Recently, pegylated interferons have shown considerable promise in the treatment of HBV infection.17,18 These agents have not been shown to be associated with the emergence of antiviral resistance; however, only 32% of HBeAg-positive patients achieve seroconversion.17 In the case of HBeAg-negative patients, only 59% and 43% achieved the endpoints of an HBV DNA level of fewer than 20 000 copies and a normal alanine aminotransferase level, respectively, 24 weeks after cessation of therapy.18 The durability of this response, in particular in a condition notorious for high relapse rates, is still questionable. While immune modulators can be used as first-line therapy, most patients will still not achieve a response, resulting in a continuing need for long-term nucleotide/nucleoside therapy in those who do not respond, or in those in whom immune modulators are contraindicated or who are intolerant of them.

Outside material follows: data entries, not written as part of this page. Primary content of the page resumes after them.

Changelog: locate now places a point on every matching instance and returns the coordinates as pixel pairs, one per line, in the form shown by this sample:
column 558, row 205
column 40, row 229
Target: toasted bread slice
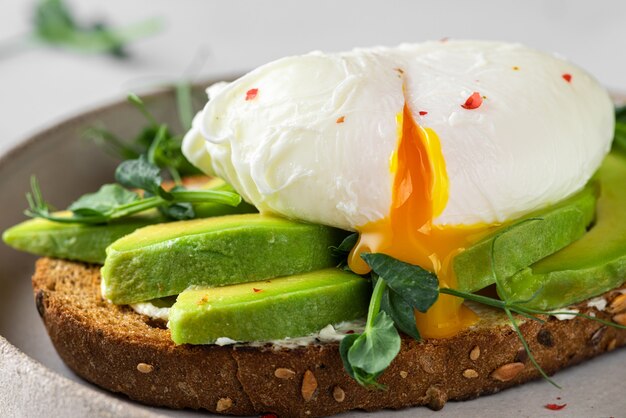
column 122, row 351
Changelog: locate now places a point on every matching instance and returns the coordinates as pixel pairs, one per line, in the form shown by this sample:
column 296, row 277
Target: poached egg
column 422, row 148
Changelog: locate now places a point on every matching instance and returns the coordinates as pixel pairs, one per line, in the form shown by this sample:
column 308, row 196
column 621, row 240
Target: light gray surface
column 40, row 86
column 67, row 166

These data strongly suggest that, as with HIV infection, combination therapy is the way to effectively manage chronic HBV infection in the long term. Even though HBV is a different virus, the emerging data are consistent with what established virological principles would have predicted, as also seen in HIV. Further studies examining the role of de-novo combination therapy are warranted, but now is the time to move to combination therapy for patients who require long-term nucleoside analogue therapy for HBV, rather than waiting for this epidemic to evolve.